Weihnachten und das Neue Jahr in Porto

von Algeth Weerts

Teil 3: Feuerwerk, „Atlantic Swim“ und Fußball

In Porto ist Winter. Die angegebenen 10 bis 14° bedeuten im Dezember und nach den Regenunwettern noch angenehme warme Tage. Erst Mitte Januar wird es nachts richtig kalt. „Rekord“ war eine Nachttemperatur von 2°. Mein anderer persönlicher „Rekord“: am 8. Januar in der Sonne draußen Mittagessen!

am 8. Januar 2020, Porto (Foto: A.E. Weerts)

Ich verbringe Weihnachten in der Herberge.
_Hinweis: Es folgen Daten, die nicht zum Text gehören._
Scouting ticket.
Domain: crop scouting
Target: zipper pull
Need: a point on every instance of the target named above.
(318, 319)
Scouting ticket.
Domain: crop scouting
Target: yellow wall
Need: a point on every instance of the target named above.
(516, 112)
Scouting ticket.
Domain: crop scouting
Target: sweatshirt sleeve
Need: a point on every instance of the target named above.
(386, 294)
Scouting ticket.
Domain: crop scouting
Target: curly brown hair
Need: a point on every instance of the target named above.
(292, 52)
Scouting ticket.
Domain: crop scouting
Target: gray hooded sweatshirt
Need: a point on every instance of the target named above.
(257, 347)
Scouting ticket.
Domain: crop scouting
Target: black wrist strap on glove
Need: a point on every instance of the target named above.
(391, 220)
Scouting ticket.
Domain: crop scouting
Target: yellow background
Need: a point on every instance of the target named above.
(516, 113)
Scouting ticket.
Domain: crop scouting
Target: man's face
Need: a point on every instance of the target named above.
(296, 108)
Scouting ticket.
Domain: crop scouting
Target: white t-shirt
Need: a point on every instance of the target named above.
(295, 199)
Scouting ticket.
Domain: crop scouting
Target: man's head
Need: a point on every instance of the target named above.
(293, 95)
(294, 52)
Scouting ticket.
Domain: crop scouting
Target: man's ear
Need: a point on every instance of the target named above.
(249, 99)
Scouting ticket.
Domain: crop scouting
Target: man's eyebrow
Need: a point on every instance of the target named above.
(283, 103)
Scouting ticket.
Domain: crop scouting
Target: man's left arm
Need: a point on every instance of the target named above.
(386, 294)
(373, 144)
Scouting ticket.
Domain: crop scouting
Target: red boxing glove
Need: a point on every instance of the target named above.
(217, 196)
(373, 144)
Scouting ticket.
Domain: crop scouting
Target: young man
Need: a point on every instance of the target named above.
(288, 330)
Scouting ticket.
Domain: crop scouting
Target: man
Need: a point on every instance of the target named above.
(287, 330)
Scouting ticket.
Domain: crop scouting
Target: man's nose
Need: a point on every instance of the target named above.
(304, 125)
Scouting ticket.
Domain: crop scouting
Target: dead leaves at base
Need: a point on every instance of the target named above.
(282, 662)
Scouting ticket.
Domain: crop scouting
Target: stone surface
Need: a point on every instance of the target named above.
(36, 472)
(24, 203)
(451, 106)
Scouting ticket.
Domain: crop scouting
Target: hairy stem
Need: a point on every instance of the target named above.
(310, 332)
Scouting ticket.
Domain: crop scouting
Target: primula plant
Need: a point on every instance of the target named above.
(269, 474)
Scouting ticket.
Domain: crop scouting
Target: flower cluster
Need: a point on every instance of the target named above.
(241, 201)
Das bedeutet: ein gemeinsames traditionelles portugiesisches Weihnachtsessen. Zwei Pilger sind da und natürlich mit eingeladen.

traditionelles Weihnachtsessen: Bacalhau (Foto: A.E. Weerts)

Danach geht es – traditionell – zur Mitternachtsmesse, die hier wirklich um Mitternacht ist!

In den katholischen Kirchen hier heißt sie „Missa do Galo“. In Portugal und Spanien wird dieser Name seit über 1500 Jahren benutzt. Eine wirkliche Erklärung gibt es dafür jedoch nicht. Aber viele Legenden um die Entstehung des Namens. Möglicherweise hat es aber wirklich etwas mit dem Galo, dem Hahn, zu tun, der um diese Zeit beginnt zu krähen (siehe auch: https://ionline.sapo.pt/artigo/491376/24-de-dezembro-o-que-e-que-o-galo-tem-a-ver-com-o-natal-?seccao=Portugal und andere).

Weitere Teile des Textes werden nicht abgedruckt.